In LTE Release 8/9 (R8/9) of a Long Term Evolution Advanced (LTE-Advanced) system, in order to measure quality of a channel and demodulate a received data symbol, a Common Reference Signal (CRS) is designed. User Equipment (UE) may measure the channel according to the CRS to determine to perform cell reselection and handover to a target cell. In addition, the quality of the channel may be measured in a connected state of the UE, and when the level of interference is relatively high, a connection may be disconnected at the physical layer through high-layer related radio link connection failure signalling. In LTE R10, in order to further increase an average spectrum utilization rate of a cell and an edge spectrum utilization rate of the cell as well as throughput of each UE, two reference signals are defined respectively: a Channel State Information Reference Signal (CSI-RS) and a Demodulation Reference Signal (DMRS). The CSI-RS is used for channel measurement, and by the measurement of the CSI-RS, a Precoding Matrix Indicator (PMI), a Channel Quality Indicator (COI) and a Rank Indicator (RI), which are required to be fed back to an evolved NodeB (eNB) by the UE, may be calculated. The DMRS may enable the UE to transparently receive downlink data without knowing a precoding weight applied at an eNB side, so that a load of a Physical Downlink Control Channel (PDCCH) may be reduced, and in addition, limitations of a codebook to the weight can be reduced. In addition, dynamic and transparent switching between Single User-Multiple Input Multiple Output (SU-MIMO) and Multiple User-Multiple Input Multiple Output (MU-MIMO) is supported by the DMRS, and DMRS-based interference estimation is supported, so that interference cancellation performance of a receiving side can be greatly improved.

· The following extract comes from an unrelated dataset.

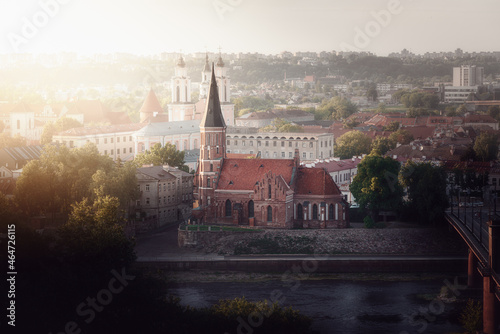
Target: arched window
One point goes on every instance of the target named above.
(228, 208)
(250, 209)
(300, 212)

In later R11, a New Carrier Type (NCT) is introduced. The introduced NCT mainly adopts an enhanced Physical Downlink Control Channel (ePDCCH) for the sending of a control channel, so that there is no compatible carrier control channel area as defined in R10. During original designing of a reference signal, the first four Orthogonal Frequency Division Multiplexing (OFDM) symbols are mainly considered to be used for a control channel area, and the first four OFDM symbols are unsuitable to carry various reference signals (except a CRS for demodulating a PDCCH). For DMRS enhancement, demodulation performance of a DMRS may be influenced by the limitations of a control channel during designing, but preliminary simulation shows that the performance of the DMRS is just slightly influenced, so that necessity in DMRS enhancement needs to be further researched. In a later discussion period of R11, in subjects under discussion about Coordinate Multiple Point Transmission (CoMP) and a heterogeneous network, it is necessary to provide more multiplexing factors for a CSI-RS to ensure orthogonality of the CSI-RS as much as possible under the deployment of special Transmission Points (TP) such as the heterogeneous network and a small cell. In addition, conventional CSI-RS resources are obviously insufficient due to the problems that a part of CSI-RS are required to be dedicated to interference measurement of Interference Measure Resources (IMR), and that different IMRs may be configured to different terminals and the like. Therefore, in discussion about evolution situations of gradual replacement of a compatible carrier with an NCT in early and later NCT periods, it is definitely necessary to design a CSI-RS pattern with a large multiplexing factor.
For the problem of a lack of a CSI-RS pattern with a large multiplexing factor in evolution situations of gradual replacement of a compatible carrier with an NCT and the like in a related technology, there is yet no effective solution.